How do you find an attorney? Word of mouth is usually a good way to begin, but don't go by recommendations alone. Other resources are your local Bar Association, or if you are really strapped for cash, you can try legal aid.
Don't settle for the first attorney you meet. You must find someone you like, and that individual must practice the kind of law that meets your needs. If you want someone to offer services by menu, then a full-service powerhouse may not be for you.
Meet with a few lawyers before making up your mind. Even if you have to pay for these consultations, you'll learn a little about the differences in legal style and hone in on the qualities you prefer.
3. Know Your Spouse's Annual Income
One of the first issues you'll be settling in your divorce agreement or in court relates to money. Whether for spousal support or child support, you will have to know your spouse's earnings and assets to calculate a reasonable figure. If it doesn't make sense to ask your spouse, you might have to do some digging before that information becomes unavailable.
Be on the lookout for financial information that is distorted or intentionally incomplete. If you suspect any shenanigans on the part of your spouse, consult a forensic accountant.
If your spouse has a salaried position or is paid by the hour, the information should be on a recent pay stub. Alternatively, look at last year's tax return. If your spouse is self-employed, a tax return might not tell you the full story.
Do a little detective work. Be creative, but be careful not to break state or federal privacy rules.

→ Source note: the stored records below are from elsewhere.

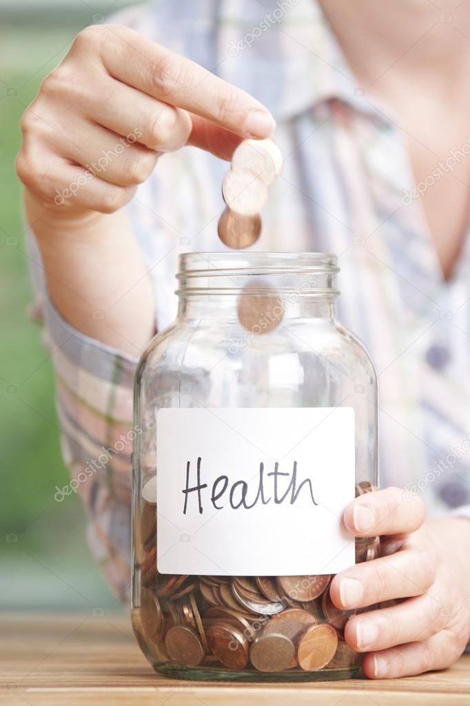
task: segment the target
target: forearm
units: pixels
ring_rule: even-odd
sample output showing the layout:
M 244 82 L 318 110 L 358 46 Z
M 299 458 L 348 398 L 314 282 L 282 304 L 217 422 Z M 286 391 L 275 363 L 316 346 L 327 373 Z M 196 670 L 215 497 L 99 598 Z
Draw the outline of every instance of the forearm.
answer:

Perhaps you can enlist the help of another person. Does your spouse have a business partner? Are you friendly with the partner's spouse? He or she might know about the business and be willing to share what he or she knows over a friendly lunch.
Is someone else in the partnership divorced? Make an ally of that partner's former spouse, who will probably be full of information from his or her divorce and only too eager to share it.
When fishing for information about your spouse, do not explain, explicitly, why you need this information. Whoever you're asking might well figure out your motivation. Therefore, you must make it understood that discretion is essential. But do so subtly; the less said, the better. Remember, even a friend can be forced to testify against you under oath.
Ultimately, you might have to rely on your spouse to furnish this information, but it's prudent to know as much financial information as possible before taking it up with him or her.
One wife we know happened to be enrolled in a course on money management when she decided to move ahead with her divorce. Before she informed her husband, she asked him to help her fill out an income-disclosure form — ostensibly her “homework.” When she began divorce proceedings, she had the information she needed — in her husband's handwriting, no less.
Even if you're not enrolled in a class, requesting such information should be fairly straightforward. Why do you want the details? In this day and age, our financial status is something we must all be on top of. Just tell your partner you feel foolish without a handle on the economic underpinnings of your life.